Use this code to obtain all predictions and labels for the validation set and think about what else you could calculate:
```python
preds = []
labels = []
for x, y in val_dl:
    logits, softmax, argmax = predict(model, x)
    preds.extend(argmax.tolist())
    labels.extend(y.tolist())
```

In [None]:
# 2. Solution
# We could look at the precision and recall for each class given the above
from sklearn.metrics import classification_report

print(classification_report(labels, preds))

***
3. What happens if the normalization steps are removed from the transform pipeline, how does this affect the values of `x` in the batches from the training dataloader? How does this affect the model training?

To do this just comment out the `v2.Normalization` in the transform pipelines. You will likely find it affects the accuracy and that it goes but probably not by a huge amount, as we are finetuning the model the input layer weights are also being adapted during training so they should be able to compensate.

***
4. Are there any other transforms that could be added to the training transform pipeline - have a look [here](https://pytorch.org/vision/stable/transforms.html#v2-api-reference-recommended) and try a few!

Really this one can be any that you find interesting. Just add them to the following cell in the notebook:
```python
from torchvision.transforms import v2

train_transforms = v2.Compose(
    [
        SquareImage(),
        v2.Resize(224),
        v2.RandomHorizontalFlip(),
        v2.ToImageTensor(),
        v2.ConvertImageDtype(),
        v2.Normalize(mean=[0.485, 0.456, 0.406], std=[0.229, 0.224, 0.225])
    ]
)

val_transforms = v2.Compose(
    [
        SquareImage(),
        v2.Resize(224),
        v2.ToImageTensor(),
        v2.ConvertImageDtype(),
        v2.Normalize(mean=[0.485, 0.456, 0.406], std=[0.229, 0.224, 0.225])
    ]
)
```



***
5. When we use the pretrained model we are 'cheating' a little bit - it has been trained on ImageNet and the image net dataset includes many animals including dogs and cats so the model actually already knows how to extract features. What happens if we don't use a pretrained model, take a look at this line in the model definition and modify it so we start with a completely fresh model:
- `self.backbone = nn.Sequential(*list(resnet18(weights=resnet.ResNet18_Weights.DEFAULT).children())[:-1])`

How does this change the accuracy achieved in 5 epochs?

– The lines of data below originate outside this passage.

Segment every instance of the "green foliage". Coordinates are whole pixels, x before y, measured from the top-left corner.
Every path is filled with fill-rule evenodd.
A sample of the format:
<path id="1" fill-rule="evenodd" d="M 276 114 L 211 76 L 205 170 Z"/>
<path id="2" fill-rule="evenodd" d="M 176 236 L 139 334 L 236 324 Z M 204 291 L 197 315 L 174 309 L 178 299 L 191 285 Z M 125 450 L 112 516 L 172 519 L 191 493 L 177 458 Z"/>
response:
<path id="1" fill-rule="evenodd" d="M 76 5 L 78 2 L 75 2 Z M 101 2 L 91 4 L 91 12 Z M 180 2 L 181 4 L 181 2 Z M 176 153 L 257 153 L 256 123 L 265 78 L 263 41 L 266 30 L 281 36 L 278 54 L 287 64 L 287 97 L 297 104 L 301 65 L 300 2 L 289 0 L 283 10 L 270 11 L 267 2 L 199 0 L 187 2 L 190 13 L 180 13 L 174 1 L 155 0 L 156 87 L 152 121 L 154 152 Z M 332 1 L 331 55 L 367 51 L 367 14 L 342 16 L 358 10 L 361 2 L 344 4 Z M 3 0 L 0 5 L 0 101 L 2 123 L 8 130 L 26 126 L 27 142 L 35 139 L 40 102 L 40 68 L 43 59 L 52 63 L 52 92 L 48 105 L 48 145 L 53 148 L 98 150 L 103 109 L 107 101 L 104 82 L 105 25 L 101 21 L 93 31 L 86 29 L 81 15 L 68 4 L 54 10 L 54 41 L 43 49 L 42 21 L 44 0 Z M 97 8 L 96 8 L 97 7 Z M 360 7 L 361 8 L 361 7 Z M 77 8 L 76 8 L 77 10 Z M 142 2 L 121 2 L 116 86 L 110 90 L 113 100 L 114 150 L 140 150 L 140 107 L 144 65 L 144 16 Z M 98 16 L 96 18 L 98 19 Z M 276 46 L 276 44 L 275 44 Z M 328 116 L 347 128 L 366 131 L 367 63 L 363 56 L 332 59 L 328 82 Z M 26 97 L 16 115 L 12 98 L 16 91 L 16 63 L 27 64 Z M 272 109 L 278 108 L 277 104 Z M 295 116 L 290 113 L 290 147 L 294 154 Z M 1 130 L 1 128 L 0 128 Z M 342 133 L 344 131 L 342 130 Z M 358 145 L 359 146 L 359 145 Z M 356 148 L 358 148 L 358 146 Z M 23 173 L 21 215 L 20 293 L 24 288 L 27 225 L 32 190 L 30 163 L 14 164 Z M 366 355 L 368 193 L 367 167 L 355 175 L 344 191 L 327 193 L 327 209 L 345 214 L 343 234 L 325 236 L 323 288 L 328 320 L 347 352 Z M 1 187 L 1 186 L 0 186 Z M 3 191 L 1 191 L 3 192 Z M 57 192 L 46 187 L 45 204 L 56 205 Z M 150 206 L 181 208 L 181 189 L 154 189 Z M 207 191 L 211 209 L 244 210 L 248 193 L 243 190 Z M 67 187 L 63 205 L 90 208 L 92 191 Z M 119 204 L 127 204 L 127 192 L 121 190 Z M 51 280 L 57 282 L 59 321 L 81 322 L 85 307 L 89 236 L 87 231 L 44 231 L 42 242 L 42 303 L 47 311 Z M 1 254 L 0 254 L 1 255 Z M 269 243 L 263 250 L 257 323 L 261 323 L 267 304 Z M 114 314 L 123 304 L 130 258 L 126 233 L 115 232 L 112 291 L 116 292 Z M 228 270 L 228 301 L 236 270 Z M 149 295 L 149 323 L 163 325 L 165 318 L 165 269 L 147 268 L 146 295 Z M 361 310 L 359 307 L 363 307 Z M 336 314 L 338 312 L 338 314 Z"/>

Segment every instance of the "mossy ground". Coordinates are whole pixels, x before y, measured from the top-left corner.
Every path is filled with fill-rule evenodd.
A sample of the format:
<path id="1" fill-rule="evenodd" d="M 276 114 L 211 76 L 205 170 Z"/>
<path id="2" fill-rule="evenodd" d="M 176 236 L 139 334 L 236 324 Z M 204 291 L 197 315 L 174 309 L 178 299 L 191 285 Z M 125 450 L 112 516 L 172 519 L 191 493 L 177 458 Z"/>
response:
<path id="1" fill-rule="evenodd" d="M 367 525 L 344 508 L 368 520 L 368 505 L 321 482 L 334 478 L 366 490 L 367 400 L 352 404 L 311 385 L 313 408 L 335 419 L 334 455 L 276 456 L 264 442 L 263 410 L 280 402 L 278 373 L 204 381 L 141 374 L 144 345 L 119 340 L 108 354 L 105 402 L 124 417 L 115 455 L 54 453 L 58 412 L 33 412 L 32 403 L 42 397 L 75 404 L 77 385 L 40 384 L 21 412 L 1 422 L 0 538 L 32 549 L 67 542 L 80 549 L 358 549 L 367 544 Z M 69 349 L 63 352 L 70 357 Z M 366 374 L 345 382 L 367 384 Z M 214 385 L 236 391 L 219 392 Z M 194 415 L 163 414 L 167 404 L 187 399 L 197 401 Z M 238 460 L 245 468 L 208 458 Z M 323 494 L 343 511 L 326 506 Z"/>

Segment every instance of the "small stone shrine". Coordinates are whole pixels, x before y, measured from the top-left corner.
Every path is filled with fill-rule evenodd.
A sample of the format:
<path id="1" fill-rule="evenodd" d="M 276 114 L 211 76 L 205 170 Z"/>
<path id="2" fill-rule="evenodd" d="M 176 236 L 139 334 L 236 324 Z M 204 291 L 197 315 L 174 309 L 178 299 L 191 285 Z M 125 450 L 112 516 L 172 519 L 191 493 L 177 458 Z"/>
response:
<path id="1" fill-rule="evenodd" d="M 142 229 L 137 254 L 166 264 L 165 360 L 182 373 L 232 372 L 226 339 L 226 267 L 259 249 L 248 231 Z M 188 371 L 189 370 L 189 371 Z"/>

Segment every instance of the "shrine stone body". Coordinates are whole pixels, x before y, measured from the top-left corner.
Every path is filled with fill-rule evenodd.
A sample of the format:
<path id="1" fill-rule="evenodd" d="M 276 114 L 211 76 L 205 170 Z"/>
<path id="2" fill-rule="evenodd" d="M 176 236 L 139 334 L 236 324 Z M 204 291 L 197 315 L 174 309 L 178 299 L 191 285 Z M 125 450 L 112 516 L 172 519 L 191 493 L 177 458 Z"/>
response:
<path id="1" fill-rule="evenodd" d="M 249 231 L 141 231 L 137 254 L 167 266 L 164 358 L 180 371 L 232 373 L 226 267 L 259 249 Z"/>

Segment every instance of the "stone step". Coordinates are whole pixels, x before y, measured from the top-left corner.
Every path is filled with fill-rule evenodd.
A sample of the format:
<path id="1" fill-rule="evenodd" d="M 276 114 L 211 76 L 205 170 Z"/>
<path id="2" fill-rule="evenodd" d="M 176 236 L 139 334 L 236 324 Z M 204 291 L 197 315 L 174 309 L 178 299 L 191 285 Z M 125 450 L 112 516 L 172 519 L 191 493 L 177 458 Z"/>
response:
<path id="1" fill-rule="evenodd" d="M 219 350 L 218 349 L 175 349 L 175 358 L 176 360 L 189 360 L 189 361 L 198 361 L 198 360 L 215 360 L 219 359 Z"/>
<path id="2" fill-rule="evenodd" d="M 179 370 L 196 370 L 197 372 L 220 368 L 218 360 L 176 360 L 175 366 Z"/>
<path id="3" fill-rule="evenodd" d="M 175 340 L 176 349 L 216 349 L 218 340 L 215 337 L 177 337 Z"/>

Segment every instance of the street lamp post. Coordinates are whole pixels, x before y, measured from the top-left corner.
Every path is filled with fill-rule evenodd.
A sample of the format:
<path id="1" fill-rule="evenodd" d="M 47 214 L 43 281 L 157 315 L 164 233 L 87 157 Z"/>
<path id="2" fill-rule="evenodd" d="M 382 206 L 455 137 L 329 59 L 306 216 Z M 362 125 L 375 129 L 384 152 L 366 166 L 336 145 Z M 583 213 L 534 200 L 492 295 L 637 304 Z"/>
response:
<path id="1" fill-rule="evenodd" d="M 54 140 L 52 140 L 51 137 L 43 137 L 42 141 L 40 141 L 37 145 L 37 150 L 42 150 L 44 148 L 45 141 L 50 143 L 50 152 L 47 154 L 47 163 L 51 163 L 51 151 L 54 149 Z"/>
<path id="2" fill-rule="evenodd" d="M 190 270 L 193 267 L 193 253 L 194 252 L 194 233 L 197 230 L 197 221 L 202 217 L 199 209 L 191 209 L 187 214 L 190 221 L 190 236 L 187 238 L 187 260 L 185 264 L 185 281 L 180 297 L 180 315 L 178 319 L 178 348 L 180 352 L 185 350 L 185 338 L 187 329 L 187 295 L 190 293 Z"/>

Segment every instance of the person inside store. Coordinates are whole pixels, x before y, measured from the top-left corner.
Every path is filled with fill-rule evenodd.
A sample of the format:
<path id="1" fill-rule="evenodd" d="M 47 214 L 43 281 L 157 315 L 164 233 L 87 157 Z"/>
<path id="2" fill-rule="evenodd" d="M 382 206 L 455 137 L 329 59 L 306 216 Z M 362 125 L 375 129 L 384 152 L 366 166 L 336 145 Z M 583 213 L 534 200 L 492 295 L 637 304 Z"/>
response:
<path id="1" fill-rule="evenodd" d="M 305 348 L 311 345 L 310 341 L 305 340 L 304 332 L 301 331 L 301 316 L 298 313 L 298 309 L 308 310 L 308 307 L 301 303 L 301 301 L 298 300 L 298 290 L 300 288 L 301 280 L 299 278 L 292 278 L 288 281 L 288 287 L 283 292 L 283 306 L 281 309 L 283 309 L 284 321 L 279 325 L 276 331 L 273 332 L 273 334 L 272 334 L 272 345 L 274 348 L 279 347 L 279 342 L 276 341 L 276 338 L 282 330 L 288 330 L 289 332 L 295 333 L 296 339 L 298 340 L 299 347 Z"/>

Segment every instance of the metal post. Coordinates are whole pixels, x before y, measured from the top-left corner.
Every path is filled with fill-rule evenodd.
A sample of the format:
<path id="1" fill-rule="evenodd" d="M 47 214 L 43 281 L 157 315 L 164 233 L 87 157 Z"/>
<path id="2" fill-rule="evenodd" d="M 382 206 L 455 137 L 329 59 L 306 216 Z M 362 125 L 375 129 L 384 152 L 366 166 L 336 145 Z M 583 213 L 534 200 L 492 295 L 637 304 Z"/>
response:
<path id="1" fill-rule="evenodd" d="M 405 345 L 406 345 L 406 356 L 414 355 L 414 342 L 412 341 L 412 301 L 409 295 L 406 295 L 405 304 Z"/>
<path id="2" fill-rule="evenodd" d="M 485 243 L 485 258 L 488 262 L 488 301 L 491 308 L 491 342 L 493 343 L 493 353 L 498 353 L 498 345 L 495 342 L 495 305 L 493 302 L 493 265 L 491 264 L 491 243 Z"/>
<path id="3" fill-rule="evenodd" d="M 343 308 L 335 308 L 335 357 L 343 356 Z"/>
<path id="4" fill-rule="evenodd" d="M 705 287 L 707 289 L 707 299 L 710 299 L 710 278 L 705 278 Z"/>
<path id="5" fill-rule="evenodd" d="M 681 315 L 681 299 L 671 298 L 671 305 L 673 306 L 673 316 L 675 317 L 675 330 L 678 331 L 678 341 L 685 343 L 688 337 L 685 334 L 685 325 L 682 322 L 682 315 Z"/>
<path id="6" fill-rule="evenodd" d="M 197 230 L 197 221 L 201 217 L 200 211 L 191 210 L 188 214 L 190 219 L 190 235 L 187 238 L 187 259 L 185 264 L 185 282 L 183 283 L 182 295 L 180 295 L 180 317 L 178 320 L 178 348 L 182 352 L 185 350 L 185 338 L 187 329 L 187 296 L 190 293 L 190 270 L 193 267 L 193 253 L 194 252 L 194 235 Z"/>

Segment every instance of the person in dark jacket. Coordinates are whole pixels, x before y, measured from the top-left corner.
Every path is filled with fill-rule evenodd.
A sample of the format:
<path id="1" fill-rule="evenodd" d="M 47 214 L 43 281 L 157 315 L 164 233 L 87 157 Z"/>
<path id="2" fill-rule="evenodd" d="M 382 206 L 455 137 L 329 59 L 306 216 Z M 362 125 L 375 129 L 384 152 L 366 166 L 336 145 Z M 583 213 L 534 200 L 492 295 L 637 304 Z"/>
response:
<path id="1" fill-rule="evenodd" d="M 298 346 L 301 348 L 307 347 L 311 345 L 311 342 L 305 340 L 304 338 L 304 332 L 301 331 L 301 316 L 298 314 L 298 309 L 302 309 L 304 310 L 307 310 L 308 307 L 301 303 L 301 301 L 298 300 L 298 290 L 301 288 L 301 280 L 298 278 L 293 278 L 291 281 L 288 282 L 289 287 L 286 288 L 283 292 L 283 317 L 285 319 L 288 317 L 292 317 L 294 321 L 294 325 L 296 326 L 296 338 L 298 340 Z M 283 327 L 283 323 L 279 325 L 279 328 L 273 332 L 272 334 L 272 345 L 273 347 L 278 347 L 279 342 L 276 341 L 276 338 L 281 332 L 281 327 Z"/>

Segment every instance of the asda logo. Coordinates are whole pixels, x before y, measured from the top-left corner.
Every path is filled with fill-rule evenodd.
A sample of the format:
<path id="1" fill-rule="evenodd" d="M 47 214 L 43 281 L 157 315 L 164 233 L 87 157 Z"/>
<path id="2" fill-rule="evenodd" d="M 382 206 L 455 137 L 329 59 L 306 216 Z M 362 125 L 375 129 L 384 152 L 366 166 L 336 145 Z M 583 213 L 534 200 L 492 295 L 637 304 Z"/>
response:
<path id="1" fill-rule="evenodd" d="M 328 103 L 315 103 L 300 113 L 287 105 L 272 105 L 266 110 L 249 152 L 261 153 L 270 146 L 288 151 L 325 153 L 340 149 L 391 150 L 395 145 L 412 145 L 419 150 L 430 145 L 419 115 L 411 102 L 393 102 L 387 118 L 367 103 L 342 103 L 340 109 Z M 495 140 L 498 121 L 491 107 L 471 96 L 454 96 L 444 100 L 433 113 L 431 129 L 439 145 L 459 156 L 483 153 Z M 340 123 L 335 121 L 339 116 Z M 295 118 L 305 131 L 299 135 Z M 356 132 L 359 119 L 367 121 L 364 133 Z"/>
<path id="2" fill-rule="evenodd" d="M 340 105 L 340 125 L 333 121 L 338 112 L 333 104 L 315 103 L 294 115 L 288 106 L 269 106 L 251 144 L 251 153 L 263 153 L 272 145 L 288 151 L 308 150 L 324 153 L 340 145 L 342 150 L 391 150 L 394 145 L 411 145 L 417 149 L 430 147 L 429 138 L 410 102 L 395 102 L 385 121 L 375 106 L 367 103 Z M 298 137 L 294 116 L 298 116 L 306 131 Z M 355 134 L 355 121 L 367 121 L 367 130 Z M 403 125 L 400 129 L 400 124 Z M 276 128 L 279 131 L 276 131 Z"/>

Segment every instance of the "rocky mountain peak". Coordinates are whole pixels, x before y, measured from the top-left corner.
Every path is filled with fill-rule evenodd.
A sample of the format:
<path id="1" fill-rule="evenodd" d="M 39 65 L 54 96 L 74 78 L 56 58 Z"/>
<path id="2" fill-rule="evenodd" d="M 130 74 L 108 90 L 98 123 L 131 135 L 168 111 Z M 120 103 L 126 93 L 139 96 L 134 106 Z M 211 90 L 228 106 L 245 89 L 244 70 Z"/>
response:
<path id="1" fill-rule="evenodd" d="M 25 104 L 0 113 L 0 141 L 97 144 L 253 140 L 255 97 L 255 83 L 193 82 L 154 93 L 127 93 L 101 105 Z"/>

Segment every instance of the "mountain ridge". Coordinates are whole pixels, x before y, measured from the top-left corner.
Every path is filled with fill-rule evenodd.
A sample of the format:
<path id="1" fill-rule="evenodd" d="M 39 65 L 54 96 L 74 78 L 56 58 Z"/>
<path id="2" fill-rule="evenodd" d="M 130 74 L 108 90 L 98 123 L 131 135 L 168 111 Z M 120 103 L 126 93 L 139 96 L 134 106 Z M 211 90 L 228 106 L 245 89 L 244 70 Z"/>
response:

Here you just need to change the `weights=...` in the above line in the `CVModel` definition.

```python
import torch
from torch import nn
from torchvision.models import resnet18, resnet

class CVModel(nn.Module):

    def __init__(self, n_classes):
        super().__init__()
        self.backbone = nn.Sequential(*list(resnet18(weights=None).children())[:-1])
        self.flatten = nn.Flatten(start_dim=1)
        self.classifier = nn.Linear(512, n_classes)

    def forward(self, x):
        x = self.backbone(x)
        x = self.flatten(x)
        return self.classifier(x)
        

model = CVModel(n_classes=3)
```

You are now training a completely fresh neural network, it will likely not achieve a very good accuracy in just 5 epochs and will require training for much longer/require much more data.